2. Gail Vaz-Oxlade is in a unique position to see the financial mistakes made by many people and she lists the big mistakes people make in their attitudes toward money.
3. Million Dollar Journey explains the Alternative Minimum Tax (AMT). The AMT exists to prevent high income people from driving their income taxes to zero with certain types of deductions. If you’re old enough to remember NDP politicians thundering about the number of millionaires who pay no tax, you’ll see the motivation for having an AMT that gets wealthy people to pay some tax each year. AMT can be a pain if it applies to you, but the difference between the AMT and the amount resulting from the regular tax calculation becomes a deduction in a future year.
4. Canadian Capitalist shows that Scotiabank’s online store ScotiaMocatta is an expensive way to buy gold and silver.
5. Thicken My Wallet finds that dividend ETFs are redundant because of their significant overlap with broad-based stock indexes.
6. Big Cajun Man has a take on the great debate of whether you should contribute to your RRSP or pay down your mortgage.
7. Preet explains why investing in managed futures over the last couple of decades would have reduced portfolio volatility.

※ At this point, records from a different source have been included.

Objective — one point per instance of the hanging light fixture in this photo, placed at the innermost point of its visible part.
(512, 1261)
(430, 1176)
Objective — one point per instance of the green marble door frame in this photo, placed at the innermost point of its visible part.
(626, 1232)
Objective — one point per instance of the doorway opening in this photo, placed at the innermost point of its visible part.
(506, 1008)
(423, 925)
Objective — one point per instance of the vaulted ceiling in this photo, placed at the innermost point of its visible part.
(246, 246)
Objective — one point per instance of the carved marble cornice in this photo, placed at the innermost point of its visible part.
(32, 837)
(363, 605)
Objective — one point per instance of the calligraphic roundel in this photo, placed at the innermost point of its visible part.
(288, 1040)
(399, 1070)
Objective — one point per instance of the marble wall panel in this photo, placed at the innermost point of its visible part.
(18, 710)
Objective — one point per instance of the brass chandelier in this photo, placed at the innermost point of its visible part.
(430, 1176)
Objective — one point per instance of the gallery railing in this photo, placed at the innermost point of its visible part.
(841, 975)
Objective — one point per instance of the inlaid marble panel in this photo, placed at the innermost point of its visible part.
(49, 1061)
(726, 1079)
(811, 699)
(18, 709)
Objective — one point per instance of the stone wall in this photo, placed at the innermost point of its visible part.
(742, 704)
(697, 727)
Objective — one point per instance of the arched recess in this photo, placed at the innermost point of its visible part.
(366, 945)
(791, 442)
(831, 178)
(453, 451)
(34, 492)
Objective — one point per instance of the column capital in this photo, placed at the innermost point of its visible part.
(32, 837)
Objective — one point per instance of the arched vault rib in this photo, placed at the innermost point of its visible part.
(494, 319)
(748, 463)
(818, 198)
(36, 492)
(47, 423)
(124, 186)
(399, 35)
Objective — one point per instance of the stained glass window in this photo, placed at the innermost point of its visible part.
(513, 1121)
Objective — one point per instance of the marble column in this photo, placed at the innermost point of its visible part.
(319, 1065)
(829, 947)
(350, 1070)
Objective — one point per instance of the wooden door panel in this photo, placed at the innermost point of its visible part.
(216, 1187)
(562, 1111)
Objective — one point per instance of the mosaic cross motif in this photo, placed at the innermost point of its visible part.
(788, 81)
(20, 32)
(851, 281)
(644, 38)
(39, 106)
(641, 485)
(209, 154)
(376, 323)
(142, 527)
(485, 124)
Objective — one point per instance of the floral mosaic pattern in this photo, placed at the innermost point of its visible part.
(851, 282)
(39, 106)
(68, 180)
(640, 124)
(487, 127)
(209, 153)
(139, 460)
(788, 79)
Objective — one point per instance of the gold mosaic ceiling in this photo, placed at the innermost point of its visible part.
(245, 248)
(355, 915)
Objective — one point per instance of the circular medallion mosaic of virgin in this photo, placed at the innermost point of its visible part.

8. Jonathan Chevreau reports that Invesco Trimark is travelling the country pushing an asset mix that would have performed better over the last couple of years than the traditional mix of stocks and bonds (the web page with this article has disappeared since the time of writing). Of course, there is no guarantee that adding commodities, real estate, and other exciting assets to your portfolio will help over the next two years. I’ll be following Trimark’s advice as soon as I perfect my time machine.
9. Ellen Roseman helped some Sears Canada customers get satisfaction after the company’s call centre moved overseas causing delays and frustration.